Now the second part of the post, and the shorter part.

Baccalaureate was a great experience and something that really made me think. One of my biggest fears about college is finding a strong church home; being able to place myself in unfamiliar territory and worship the same as if I was at home; be comfortable to show my faith in a strange and new place. I'm terrified. Baccalaureate really helped to alleviate some of those fears though. I was sitting in a room, full of my school friends, people who I much too rarely share my faith with, in a church service, hearing the words of God. It really made me think why don't I do this more often, it isn't bad at all.

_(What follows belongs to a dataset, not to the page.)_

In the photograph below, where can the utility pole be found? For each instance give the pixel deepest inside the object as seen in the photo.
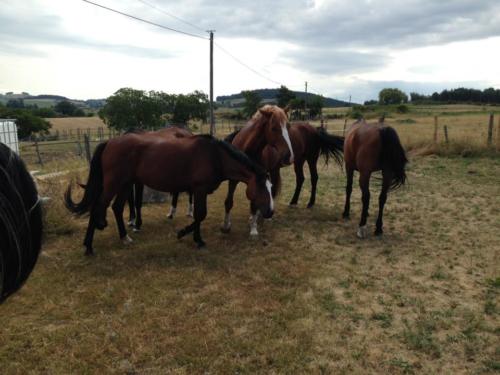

It was different than ours at Legacy, but it was still a good service. The preacher was Methodist, but I really enjoyed him. It made me want to go visit other churches, to see what other services are like, to praise and worship God with people that I have never met before. I'm really excited about it. I think it will totally change my worship and open my eyes to new experiences. I love my church, but I think that this will be a positive experience, and definitely something that I can learn from.

Thank you lord for what you have done for me. You are an awesome and almighty God. I am yours and thankful for it. I want to live my life for you always.

Have a blessed day

Monday, May 11, 2009

God really spoke to me tonight. I don't even have time to go into everything that was said, or how i feel about it all, but i just wanted to say that I heard his voice. He was calling me to live for him. To allow myself to be used for his work. To give my life for him. I yearn to accept it and I plan to. I hope that I can truly be a light for my God in this world. I need some help though. Keep me accountable. Call me out, I can take it. I can't wait to see what the next year hold for my friends and I. I will be amazing to see how we all change, scary, but amazing.

That, in a short version, is what I was thinking tonight at our senior banquet. It was a great time and I loved it all.